Carattere che oggi va associato non più a vini di pronta beva, da consumare nell’anno di produzione o al massimo in quello successivo. Se infatti, quindici o venti anni fa, questa era una verità assoluta, oggi, grazie a un più attento lavoro sia in vigna che in cantina, siamo pronti a mettere in commercio con sicurezza, e a portare a tavola, anche vini imbottigliati più di 5 o 6 anni fa (e in alcuni casi possiamo anche andare oltre). Possibilità che a volte stupisce il cliente finale, e che colpisce soprattutto per l’ottimo risultato finale.

Piedirosso e Falanghina Campi Flegrei: Eleganti e identitari, non saranno mai più secondi.

In definitiva il comparto del vino flegreo può essere considerato in ottima salute e pronto a nuove sfide. Di certo i passi da fare sono ancora molti. Raggiungere un carattere identitario, capire quale sia la strada da percorrere per rivelare le possibilità ancora inesplorate dei due vigneti e dei due vini è qualcosa che richiede ancora tempo e lavoro. Manca ancora una vera strategia comune di produzione, comunicazione e di vendita, che potrebbe essere messa in atto con una rivoluzione del Consorzio di Tutela.
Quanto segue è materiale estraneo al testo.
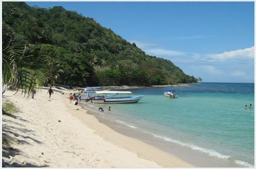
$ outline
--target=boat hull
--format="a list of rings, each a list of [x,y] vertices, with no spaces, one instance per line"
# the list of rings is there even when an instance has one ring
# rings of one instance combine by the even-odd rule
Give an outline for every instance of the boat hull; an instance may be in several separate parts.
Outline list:
[[[124,98],[93,98],[92,102],[94,103],[134,103],[138,102],[142,97],[141,96],[137,97],[127,97]]]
Ma manca anche una vera condivisione di conoscenze tra le cantine, che dovrebbero mettere insieme le esperienze di vinificazione, dei risultati ottenuti nelle diverse annate o semplicemente condividere le esperienze nei vigneti che, nei Campi Flegrei, vivono di differenze enormi per tipologia di terreno, altitudine, esposizione al sole.
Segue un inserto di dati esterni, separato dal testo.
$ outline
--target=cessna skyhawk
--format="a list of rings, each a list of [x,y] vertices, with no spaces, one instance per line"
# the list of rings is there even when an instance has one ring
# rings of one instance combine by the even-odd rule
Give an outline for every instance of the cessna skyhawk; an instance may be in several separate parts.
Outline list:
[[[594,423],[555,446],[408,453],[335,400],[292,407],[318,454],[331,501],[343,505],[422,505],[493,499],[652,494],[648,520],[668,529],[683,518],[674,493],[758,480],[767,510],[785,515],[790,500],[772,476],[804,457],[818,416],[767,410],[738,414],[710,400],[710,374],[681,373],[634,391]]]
Questo creerebbe un bagaglio culturale esperienziale utile a tutta la comunità del vino. Bagaglio dal quale sembra finalmente essere stata tolta la credenza, da sempre sbagliata, dei vini flegrei che puzzano di zolfo. Credenza sbandierata per anni dai sommelier e dagli addetti ai lavori come tipicità, ma che nascondeva difetti nei vini e un approccio ancora non maturo nella coltivazione in vigna e nel lavoro in cantina.

Oggi che possiamo dichiarare caduta FINALMENTE, questa ultima barriera, alla presenza di vini eleganti e con un forte carattere identitario, possiamo quindi augurare a tutti una buona bevuta con i vini dei Campi Flegrei.

Piedirosso e Falanghina Campi Flegrei: Eleganti e identitari, non saranno mai più secondi.